If the above assertion is correct, then the likelihood of prices shrugging this morning’s decline off and head towards 0.84 increases. Looking at technicals, it seems that prices have already started to revert back higher, with 0.836 support holding nicely. Negative gradient of Stoch curve has also tapered significantly, with readings potentially reversing without entering the Oversold region. There has been precedence back last Friday, and hence it should not be too surprising if a bullish reversal does happen here.

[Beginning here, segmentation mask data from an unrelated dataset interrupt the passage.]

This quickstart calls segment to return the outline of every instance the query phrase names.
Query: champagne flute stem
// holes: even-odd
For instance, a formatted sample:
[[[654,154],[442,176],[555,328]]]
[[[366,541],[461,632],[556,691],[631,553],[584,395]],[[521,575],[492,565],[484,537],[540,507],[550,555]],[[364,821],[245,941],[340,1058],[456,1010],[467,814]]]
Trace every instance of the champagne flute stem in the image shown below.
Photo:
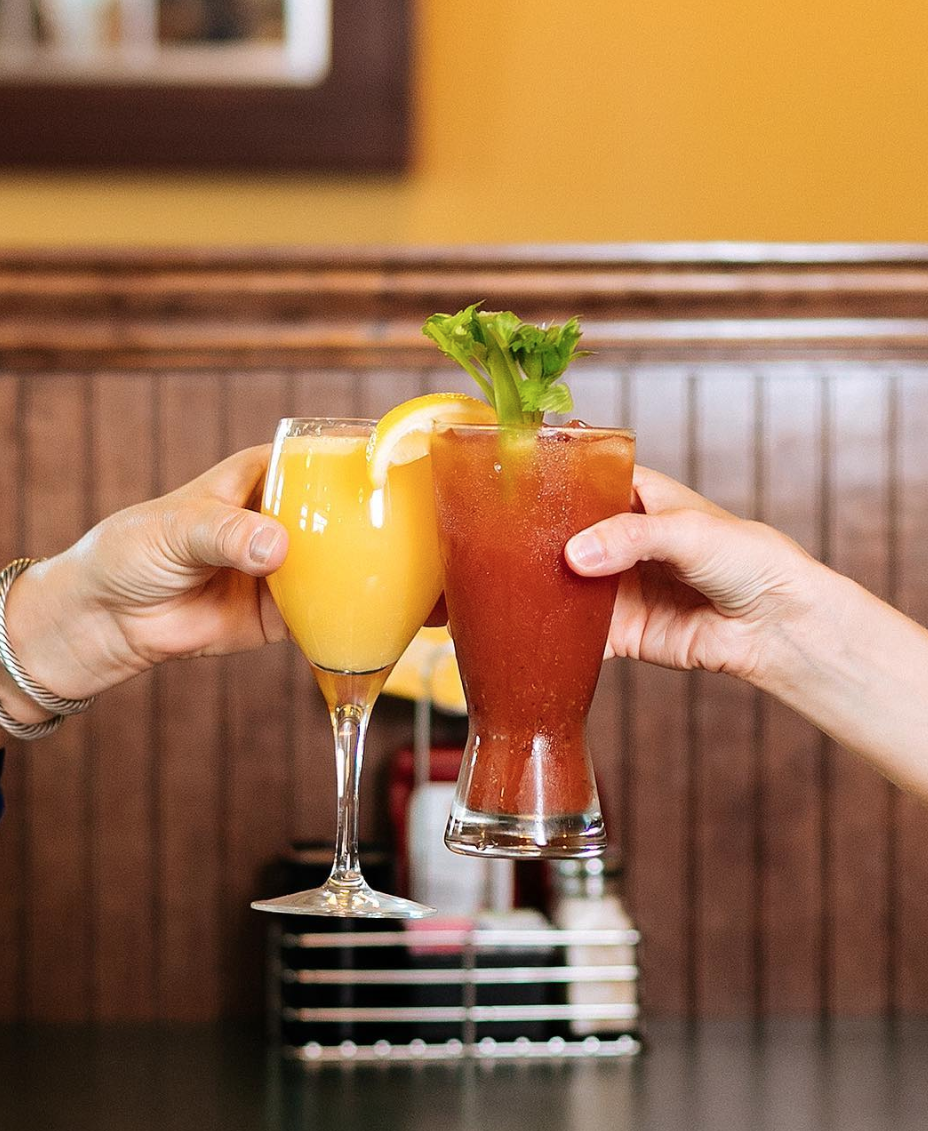
[[[330,883],[358,887],[364,883],[358,860],[358,792],[364,761],[364,738],[370,708],[341,704],[332,712],[335,733],[335,774],[338,791],[338,824],[335,861]]]

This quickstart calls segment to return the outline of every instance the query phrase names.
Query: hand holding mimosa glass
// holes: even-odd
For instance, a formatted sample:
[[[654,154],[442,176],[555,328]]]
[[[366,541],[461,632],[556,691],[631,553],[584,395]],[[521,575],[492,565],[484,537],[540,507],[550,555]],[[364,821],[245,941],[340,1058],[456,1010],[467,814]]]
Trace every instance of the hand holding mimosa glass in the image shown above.
[[[288,419],[277,431],[262,509],[290,549],[269,585],[329,707],[338,825],[326,883],[260,910],[431,913],[364,882],[358,784],[374,701],[443,586],[470,722],[446,844],[505,856],[605,847],[585,724],[617,580],[578,577],[564,546],[628,510],[634,436],[543,424],[572,407],[559,382],[578,356],[576,319],[543,328],[471,306],[425,332],[489,405],[434,394],[379,423]]]

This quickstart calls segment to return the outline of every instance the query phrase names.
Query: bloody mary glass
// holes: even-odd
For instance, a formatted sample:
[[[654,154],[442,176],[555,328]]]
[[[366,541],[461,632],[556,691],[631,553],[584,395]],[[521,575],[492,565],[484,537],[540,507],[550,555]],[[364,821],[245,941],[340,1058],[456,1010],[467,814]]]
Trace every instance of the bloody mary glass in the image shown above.
[[[634,459],[624,429],[434,427],[445,597],[469,719],[445,832],[455,852],[605,847],[586,718],[618,582],[578,577],[564,546],[629,509]]]

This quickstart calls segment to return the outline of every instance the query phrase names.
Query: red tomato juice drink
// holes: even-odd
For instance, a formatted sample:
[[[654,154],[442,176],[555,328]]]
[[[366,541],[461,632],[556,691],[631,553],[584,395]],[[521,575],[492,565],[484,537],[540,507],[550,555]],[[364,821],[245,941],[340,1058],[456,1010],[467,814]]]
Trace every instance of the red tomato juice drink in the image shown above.
[[[586,741],[615,577],[564,546],[630,508],[634,433],[436,424],[448,617],[469,734],[445,833],[455,852],[591,856],[606,837]]]

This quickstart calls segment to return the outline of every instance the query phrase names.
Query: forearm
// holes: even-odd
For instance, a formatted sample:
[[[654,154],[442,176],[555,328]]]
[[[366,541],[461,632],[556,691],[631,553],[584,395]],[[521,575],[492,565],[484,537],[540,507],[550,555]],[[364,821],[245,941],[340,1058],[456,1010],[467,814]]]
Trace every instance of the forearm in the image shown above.
[[[818,566],[806,614],[753,679],[888,777],[928,796],[928,630]]]

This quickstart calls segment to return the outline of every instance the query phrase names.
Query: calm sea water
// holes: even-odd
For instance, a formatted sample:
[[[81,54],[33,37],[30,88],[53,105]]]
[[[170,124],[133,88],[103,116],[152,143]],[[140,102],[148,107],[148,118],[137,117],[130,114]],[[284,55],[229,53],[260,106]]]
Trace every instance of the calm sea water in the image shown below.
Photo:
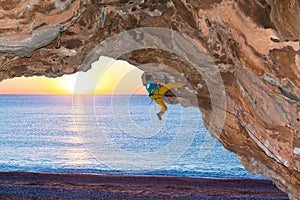
[[[0,171],[264,178],[210,137],[194,108],[147,96],[0,95]]]

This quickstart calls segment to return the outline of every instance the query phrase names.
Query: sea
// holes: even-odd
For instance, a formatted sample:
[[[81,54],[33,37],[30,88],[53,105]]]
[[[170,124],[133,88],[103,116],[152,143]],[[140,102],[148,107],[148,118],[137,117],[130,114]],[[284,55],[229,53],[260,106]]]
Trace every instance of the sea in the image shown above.
[[[255,178],[197,108],[146,95],[0,95],[0,171]]]

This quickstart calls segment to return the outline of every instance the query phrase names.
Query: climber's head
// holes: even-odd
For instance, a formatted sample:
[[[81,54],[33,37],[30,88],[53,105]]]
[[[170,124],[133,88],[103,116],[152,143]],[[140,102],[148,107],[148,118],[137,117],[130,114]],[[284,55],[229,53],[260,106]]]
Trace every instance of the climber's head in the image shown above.
[[[152,79],[153,79],[152,75],[147,75],[146,76],[146,81],[152,81]]]

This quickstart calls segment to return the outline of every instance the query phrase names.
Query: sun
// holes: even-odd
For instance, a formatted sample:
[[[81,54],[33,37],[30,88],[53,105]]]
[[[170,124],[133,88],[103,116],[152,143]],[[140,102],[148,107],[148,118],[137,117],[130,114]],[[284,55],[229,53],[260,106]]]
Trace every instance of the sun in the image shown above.
[[[65,94],[93,94],[95,93],[95,79],[90,73],[64,75],[56,81],[56,87]],[[84,79],[84,81],[80,81]],[[80,84],[81,83],[81,84]],[[82,84],[83,83],[83,84]]]
[[[76,76],[76,74],[72,74],[56,78],[55,87],[60,91],[60,93],[73,94]]]
[[[125,61],[101,57],[87,72],[65,75],[57,83],[68,94],[132,94],[140,90],[142,71]]]
[[[111,58],[102,58],[92,64],[91,69],[87,72],[77,72],[72,75],[64,75],[57,79],[56,87],[62,93],[66,94],[95,94],[99,90],[99,80],[104,76],[105,68],[114,63]],[[104,76],[105,77],[105,76]],[[112,78],[106,81],[106,84],[101,84],[101,88],[110,88],[114,80]],[[103,82],[103,81],[102,81]]]

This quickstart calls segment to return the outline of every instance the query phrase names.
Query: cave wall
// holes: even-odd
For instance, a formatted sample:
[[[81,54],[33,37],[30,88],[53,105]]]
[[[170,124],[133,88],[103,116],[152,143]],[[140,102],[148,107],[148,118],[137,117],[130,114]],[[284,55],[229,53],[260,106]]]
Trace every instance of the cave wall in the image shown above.
[[[202,63],[207,70],[217,69],[222,77],[226,117],[221,133],[210,133],[248,171],[272,178],[290,198],[300,199],[299,5],[297,0],[4,0],[0,81],[86,71],[102,55],[98,45],[124,31],[157,27],[182,33],[210,55],[214,65]],[[143,40],[138,32],[135,38]],[[118,43],[111,47],[118,48]],[[168,74],[172,68],[183,75],[198,99],[190,105],[199,106],[210,126],[217,94],[186,57],[147,48],[118,58],[144,71]],[[189,99],[188,91],[181,96]]]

Bullish potential on the Daily Chart is limited even though prices have not suffered any visible pullback ever since the NFP rally. Nonetheless, the likelihood of breaking 0.84 is not high considering the strength that it has exhibit in 2H 2013 coupled with the fact that Stochastic readings are deep within the Overbought region. Hence, a move towards 0.815 is favored, but price should trade below soft support of 0.835 and preferably push below 0.832 (looking at hourly chart) before strong bearish conviction can be ascertained.
Fundamentally, NZD remains primed for rallies given that RBNZ has explicitly stated that they will start hiking rates in 2014 to early 2016. However, USD is similarly on an upward trajectory due to the certain end of QE in 2015 if not 2014. Hence, it is difficult to determine whether NZD will trump USD or the other way round. Hence, the continued sideways trend between 0.815 – 084 may be more likely moving forward given the lack of strong directionality.
This would also mean that a move towards 0.815 in the short/mid term is more possible especially given that the reason for current rally is due to temporary USD weakness arising from speculators believing that QE taper number 2 will not happen so soon. This may be true, but the implication of a weaker USD may not be be reasonable as taper number 2 will definitely happen unless US economy starts to collapse out of nowhere (and there isn’t any evidence that it is happening right now). Hence, a correction of USD can be reasonably expected which will drag NZD/USD lower on top of the technical pressures that price is facing right now.